The difference in the changes in my identity as an engineer and my confidence as an engineer are pretty interesting. Before Olin I would have told you I was going to be an engineer, was going to study engineering. But it turns out that Olin's focus on actually doing the work of engineering early means that a lot of us are more likely than other engineering students to call ourselves engineers while still in school. Even with my shaky confidence and long periods of confusion about math vs engineering, overall my engineering identity climbed. Even when my confidence was low in junior year, my sense of identity as an engineer didn't dip too much. I had recognized what kind of engineering I liked and that it wasn't the focus at Olin (see I Am a MechE), and that helped a lot.

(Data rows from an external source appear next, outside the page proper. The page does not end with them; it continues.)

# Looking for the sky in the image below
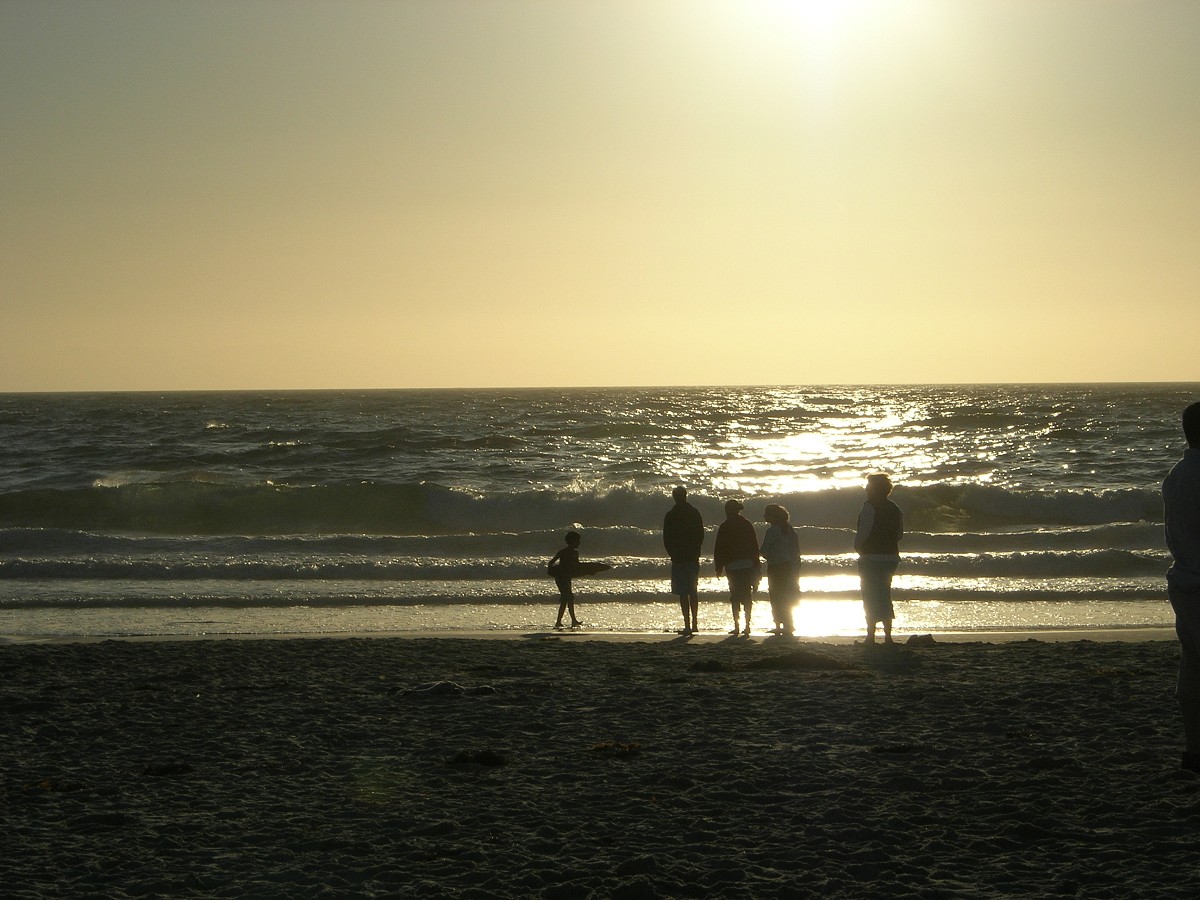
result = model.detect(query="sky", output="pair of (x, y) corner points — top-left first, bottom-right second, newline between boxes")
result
(0, 0), (1200, 391)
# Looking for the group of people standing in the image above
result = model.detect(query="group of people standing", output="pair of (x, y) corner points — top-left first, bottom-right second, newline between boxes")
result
(662, 473), (904, 643)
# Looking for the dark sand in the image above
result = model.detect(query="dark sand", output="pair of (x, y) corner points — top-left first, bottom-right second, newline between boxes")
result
(0, 636), (1200, 900)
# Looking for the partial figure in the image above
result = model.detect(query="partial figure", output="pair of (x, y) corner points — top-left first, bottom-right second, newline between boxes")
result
(546, 532), (583, 628)
(662, 486), (704, 635)
(1163, 403), (1200, 775)
(762, 503), (800, 635)
(854, 473), (904, 643)
(713, 500), (762, 635)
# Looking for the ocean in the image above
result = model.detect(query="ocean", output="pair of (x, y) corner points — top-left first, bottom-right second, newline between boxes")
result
(0, 384), (1200, 638)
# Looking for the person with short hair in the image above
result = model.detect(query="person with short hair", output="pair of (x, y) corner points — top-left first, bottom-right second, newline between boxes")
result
(1163, 403), (1200, 775)
(854, 472), (904, 644)
(662, 485), (704, 635)
(546, 532), (583, 628)
(762, 503), (800, 635)
(713, 500), (762, 635)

Also, my engineering identity always climbed a bit when I was in non-Olin contexts, especially when I was in non-engineering contexts. I've definitely noticed a pattern of using engineering and math, whichever is less common in a given context, to distinguish myself from other people. That's why there's a spike at the Joint Meetings every year. The first time I remember calling myself an engineer was at JMM. This pattern makes the increase at the SWE conference in sophomore year counter-intuitive, but that was because I saw a presentation on a job I could imagine myself having; it made me feel like I really could fit as an engineer.


The only real dip in my identity as a mathematician (other than coming down from Joint Meetings spikes) was at RIPS last summer. That corresponds to a dip in my confidence, as well. That research was a lot more frustrating for the first half of the summer than graph theory research had been, even when we were stuck in graph theory, and I felt like I wasn't contributing as much mathematically as the rest of my group. When we switched to the numerical part of the project, though, there was one piece that I really owned, and that helped me regain both my confidence and my sense of identity.

Unlike my identity as an engineer, my identity as a mathematician usually increases in both engineering and mathematical contexts. In engineering contexts it's what sets me apart. In mathematical contexts, I'm around other math-y people, and I love and identify with the math community. That's why there's a spike at the Joint Meetings every year.


And finally, here's a graph of my sense of community. I'll write more about this in the community post, but I wanted to say a bit about it here. The graph is pretty up and down, but that's not surprising. In a new context, sense of community will usually start low and climb, and I was in a lot of different contexts. The Joint Meetings were always great, and those peaks got even higher junior and senior years when I had BSM and then RIPS people to hang out with in addition to my older math communities. The speed with which my CLS group became close was pretty incredible. SERIUS was definitely the roughest summer in terms of community but was actually similar to my first year at Olin. I had groups I hung out with that first year, but it was really second semester and then sophomore year when I started developing strong friendships at Olin.

The biggest dip was coming back to Olin from Budapest. Olin just wasn't where I wanted to be at the beginning. A lot of people helped me adjust to being back, though, and I started hanging out with a group of then-first years; they're responsible for that large increase in the second half of junior spring.

Together, I think these five graphs do a good job of capturing some of the key pieces of my four years at Olin. I did a number of different things in different places. I struggled a lot with engineering and my sense of myself as an engineer. A lot of times I framed that as an engineering vs math struggle, but really the trends in mathematics were far more linear; I just spent two years desperately wanting to like engineering more than I did. But I also like identifying as an engineer and a mathematician and how it allows me to cross worlds. A lot of times I doubted that I was a "good" Oliner, but that comfort in crossing worlds is very Olinesque. It's not at all strange to not fit easily in a box. The line I walk just happens to be between math and mechanical engineering, and it was my community, at Olin and elsewhere, that helped me navigate that balance.